By Noel Serrano
There are no words that can best interpret the feelings that a father has when he witnesses the wedding of his only son. A father usually has trouble seeing their son to be all grown and rise to the level of adulthood. We always see them as the little boy that held our hand and looked up at us as if we were the entire world for them. I cannot help but reflect on the growing toddler that went through several stages to become the God-fearing man that he is today. It is amazing to me, how time flies so rapidly. I remember when he was born and the sheer excitement that came over me when I first held him in my arms. He seemed to be peeking at me. I realized that he could not yet see me, but it seemed as if he was shyly glancing at his father for the very first time. I recall the many nights, gazing at him and quietly praying for him as he slept in peaceful bliss in the dark mahogany crib that glistened in the moonlight. As I spent hours, gazing at this beautiful little boy, the awesome responsibility of caring for him and mentoring him, became a major priority for me.
The years went rolling by with increasing velocity. He learned to walk and began to communicate with a very unique linguistic gibberish that quickly became to sound more like regular English. He began to play with toys and demonstrated a systematic approach to his playing routine. He had a habit of placing all his little cars and trucks in one single column. This always brought a smile to me, to witness that my son, even at one year of age, was demonstrating a capacity for orderliness and a love of math. He became so intense, at an early age. He was so hyper in grade school that I had to spend a whole semester, sitting in his first grade class so that he would sit in class and begin to learn the basics. Sometimes this did not work, either. He was described by many to be a bundle of high energy. As the years went by, the boy grew to love sports, much more than I ever did. He would spend most Saturdays watching football, basketball and thoroughly enjoying the games. I took him to many games, I vacationed with him in Puerto Rico and took him to New York and Washington DC.

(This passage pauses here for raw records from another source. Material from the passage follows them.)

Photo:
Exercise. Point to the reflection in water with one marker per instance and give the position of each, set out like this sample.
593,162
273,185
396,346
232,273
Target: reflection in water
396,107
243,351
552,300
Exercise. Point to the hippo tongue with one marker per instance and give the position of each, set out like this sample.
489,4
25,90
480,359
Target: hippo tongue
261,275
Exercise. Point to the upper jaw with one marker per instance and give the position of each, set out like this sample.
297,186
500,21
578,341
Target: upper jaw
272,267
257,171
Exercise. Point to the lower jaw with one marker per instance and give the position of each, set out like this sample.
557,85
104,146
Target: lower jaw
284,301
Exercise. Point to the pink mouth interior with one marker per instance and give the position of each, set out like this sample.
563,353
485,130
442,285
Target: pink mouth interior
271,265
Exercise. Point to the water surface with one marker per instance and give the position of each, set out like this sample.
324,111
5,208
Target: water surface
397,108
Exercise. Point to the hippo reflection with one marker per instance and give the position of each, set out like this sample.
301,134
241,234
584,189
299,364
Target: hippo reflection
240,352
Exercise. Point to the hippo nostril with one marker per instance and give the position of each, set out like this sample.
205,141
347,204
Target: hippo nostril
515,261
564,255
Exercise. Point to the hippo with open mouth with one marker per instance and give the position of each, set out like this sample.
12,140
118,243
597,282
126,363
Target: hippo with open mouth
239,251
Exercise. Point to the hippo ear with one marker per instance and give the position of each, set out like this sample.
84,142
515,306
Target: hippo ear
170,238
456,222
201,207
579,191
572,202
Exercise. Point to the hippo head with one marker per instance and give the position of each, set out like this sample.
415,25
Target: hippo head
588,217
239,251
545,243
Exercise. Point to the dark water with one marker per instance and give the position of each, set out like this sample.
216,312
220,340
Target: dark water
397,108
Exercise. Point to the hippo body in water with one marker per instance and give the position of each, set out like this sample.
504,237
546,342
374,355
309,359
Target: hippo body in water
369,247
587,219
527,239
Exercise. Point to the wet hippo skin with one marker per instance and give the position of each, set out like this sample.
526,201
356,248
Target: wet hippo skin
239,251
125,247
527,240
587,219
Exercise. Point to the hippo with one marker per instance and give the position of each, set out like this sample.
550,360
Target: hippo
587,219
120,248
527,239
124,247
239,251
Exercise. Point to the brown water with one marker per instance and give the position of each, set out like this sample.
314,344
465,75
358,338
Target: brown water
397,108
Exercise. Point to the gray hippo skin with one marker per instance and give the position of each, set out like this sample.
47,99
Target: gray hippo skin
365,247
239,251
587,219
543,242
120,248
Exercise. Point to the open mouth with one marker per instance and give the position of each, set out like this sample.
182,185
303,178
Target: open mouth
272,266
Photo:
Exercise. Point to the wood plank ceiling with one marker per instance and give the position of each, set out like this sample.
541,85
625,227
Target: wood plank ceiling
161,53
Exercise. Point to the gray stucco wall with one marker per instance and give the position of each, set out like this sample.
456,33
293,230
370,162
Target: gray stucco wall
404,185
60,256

I raised him , pretty much, as I was raised, to love God, Family and Country. He quickly demonstrated a talent for singing and I formed a Children's Choir and he became the soloist, doing extremely well. He was quickly learning that life was not only, all about secular living. He was learning to have a relationship with God. When my son entered the teen years, he went through some of the classic stages that we all go through in life. The life of my son was full of great change, consistent movement balanced with reverent stability. At an early age, he began to work in a job that was designed for college kids. My son showed the tenacity and courage to work and graduate from College, obtain his first and second car and meet the love of his life in high School. There was something missing in his life. I knew that I could not force him to love the Lord. This was something that needed to come from him. I quietly began to pray for him and this petition. I wanted so much for God to guide his steps and watch over his every plan for his life. As he grew, I noticed that I no longer had the ability to see him as often as I would have wanted to . I would release him to the Lord and I felt at ease in knowing that God would protect him. Several years ago, He called me up, one morning and told me, with great excitement: "Dad, Guess what! I gave my heart to the Lord! I now have a relationship with God! He is in my heart, now!" I cannot adequately describe the awesome feeling that I had and still have to this very day. It was the best answered prayer in my life. I realized that only God could place that priority and that desire in his heart. A year ago, I witnessed his engagement to a beautiful girl that he met in high School. they have been inseparable, ever since. Now I will witness, this Sunday, the wedding of my only son. A son that I am so very proud of. I pray God's Blessings on the new voyage that he and his Bride will now embark in and I pray for smooth sailing. what more can one ask for a beloved son.